Knowing an arrow’s actual speed helps bowhunters understand the performance characteristics of their setup. It is also used in calculating the potential power, or kinetic energy, behind their setups.

It’s important to note that the Arrow Speed Calculator only provides estimations. Actual arrow speeds may vary depending on a variety of factors. Although, the Arrow Speed Calculator offers a good starting point for assessing arrow performance and comparing different setups.

An arrow’s kinetic energy can be calculated using the calculator below, or by using the following formula with the arrow’s mass m and the arrows velocity v:

KE = (mv²) ÷ 450,240

FOC (Front-of-Center) CALCULATOR

The Front-of-Center (FOC) is the term used to describe the percentage of an arrow’s total weight located in the front half of the arrow.  The FOC Calculator is a tool used to measure that percentage.   An arrow’s FOC is a critical component of its stability, consistency, and accuracy, especially at longer ranges.

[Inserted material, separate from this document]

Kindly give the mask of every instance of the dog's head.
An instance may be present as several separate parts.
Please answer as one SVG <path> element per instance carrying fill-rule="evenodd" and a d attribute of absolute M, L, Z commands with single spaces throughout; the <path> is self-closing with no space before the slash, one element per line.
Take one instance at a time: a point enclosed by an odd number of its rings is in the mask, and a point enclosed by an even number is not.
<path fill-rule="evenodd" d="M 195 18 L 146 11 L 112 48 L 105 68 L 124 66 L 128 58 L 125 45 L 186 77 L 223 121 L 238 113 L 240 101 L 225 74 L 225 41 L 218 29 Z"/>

The FOC calculation is an essential part of helping an archer optimize the performance and accuracy potential of their arrows.

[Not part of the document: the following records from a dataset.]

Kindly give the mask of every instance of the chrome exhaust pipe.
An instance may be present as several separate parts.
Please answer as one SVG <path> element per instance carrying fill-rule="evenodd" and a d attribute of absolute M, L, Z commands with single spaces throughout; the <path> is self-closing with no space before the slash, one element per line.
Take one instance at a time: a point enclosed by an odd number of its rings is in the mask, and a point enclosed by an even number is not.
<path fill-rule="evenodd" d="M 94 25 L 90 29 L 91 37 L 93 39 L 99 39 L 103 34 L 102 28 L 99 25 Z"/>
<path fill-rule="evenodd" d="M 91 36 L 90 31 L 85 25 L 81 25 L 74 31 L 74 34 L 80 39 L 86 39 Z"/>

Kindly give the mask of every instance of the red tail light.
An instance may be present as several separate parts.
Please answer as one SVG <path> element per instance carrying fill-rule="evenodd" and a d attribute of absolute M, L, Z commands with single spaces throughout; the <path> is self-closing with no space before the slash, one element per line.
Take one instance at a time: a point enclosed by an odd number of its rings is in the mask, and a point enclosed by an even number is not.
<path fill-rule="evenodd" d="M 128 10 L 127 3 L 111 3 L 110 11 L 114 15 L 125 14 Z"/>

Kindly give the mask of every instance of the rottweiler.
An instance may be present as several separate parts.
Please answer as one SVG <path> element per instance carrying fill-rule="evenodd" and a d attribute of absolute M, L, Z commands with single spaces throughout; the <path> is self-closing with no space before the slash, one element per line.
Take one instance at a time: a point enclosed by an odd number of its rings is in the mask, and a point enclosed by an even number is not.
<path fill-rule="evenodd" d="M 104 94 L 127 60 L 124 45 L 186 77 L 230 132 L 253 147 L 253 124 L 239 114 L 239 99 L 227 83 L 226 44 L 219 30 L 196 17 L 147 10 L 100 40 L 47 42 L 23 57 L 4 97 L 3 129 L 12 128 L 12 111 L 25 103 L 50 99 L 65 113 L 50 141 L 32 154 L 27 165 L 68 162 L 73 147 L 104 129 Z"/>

To determine the F.O.C. of an arrow, measure the overall length of the arrow from the throat of the nock to the end of the arrow shaft (not including the point). Find the balance point of the arrow with all components installed and measure the distance from the balance point to the throat of the nock. 

Determining FOC


The purpose of this calculator is to provide estimations for an arrow’s velocity and kinetic energy at different distances, aiding in the assessment of a specific archery setup’s capabilities. Additionally, it calculates the time it takes for an arrow to reach its target at varying distances. This information is useful in determining a bowhunting setup’s maximum effective range for hunting different animal species. Understanding the calculated time allows for better comprehension of the potential for an animal to react or move following the arrow’s release.

This calculator uses an acceleration rate derived from the average velocity of a 426-grain arrow fired multiple times through a chronograph at multiple distances.  

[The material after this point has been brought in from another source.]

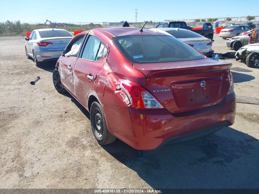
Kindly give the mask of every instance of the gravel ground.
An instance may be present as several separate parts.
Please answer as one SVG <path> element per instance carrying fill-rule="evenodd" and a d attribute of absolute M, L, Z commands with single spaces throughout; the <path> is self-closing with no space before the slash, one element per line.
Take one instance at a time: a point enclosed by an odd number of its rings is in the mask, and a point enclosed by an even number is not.
<path fill-rule="evenodd" d="M 233 51 L 218 34 L 214 40 L 215 52 Z M 0 37 L 0 188 L 259 188 L 259 105 L 237 103 L 230 127 L 136 157 L 119 140 L 97 143 L 88 112 L 55 89 L 55 63 L 36 67 L 25 41 Z M 259 69 L 224 60 L 253 70 L 232 71 L 235 92 L 259 98 Z M 217 149 L 197 145 L 206 142 Z"/>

The following formulas are used in determining the estimated Arrow Velocity, and Time to Target: 

v = √u² + 2ad

t = d / v

  • u = initial velocity
  • v = final velocity (fps)
  • a = acceleration (fps²)
  • d = distance (feet)
  • t = time (seconds)

Please note that this formula is an approximation and assumes ideal conditions, ignoring factors like air resistance, which can have a significant impact on an arrow’s velocity at long distances. Additionally, archery setups can vary, and the actual arrow velocity at different distances may not strictly follow this formula. To obtain more accurate results, advanced ballistics software or chronograph testing should be used.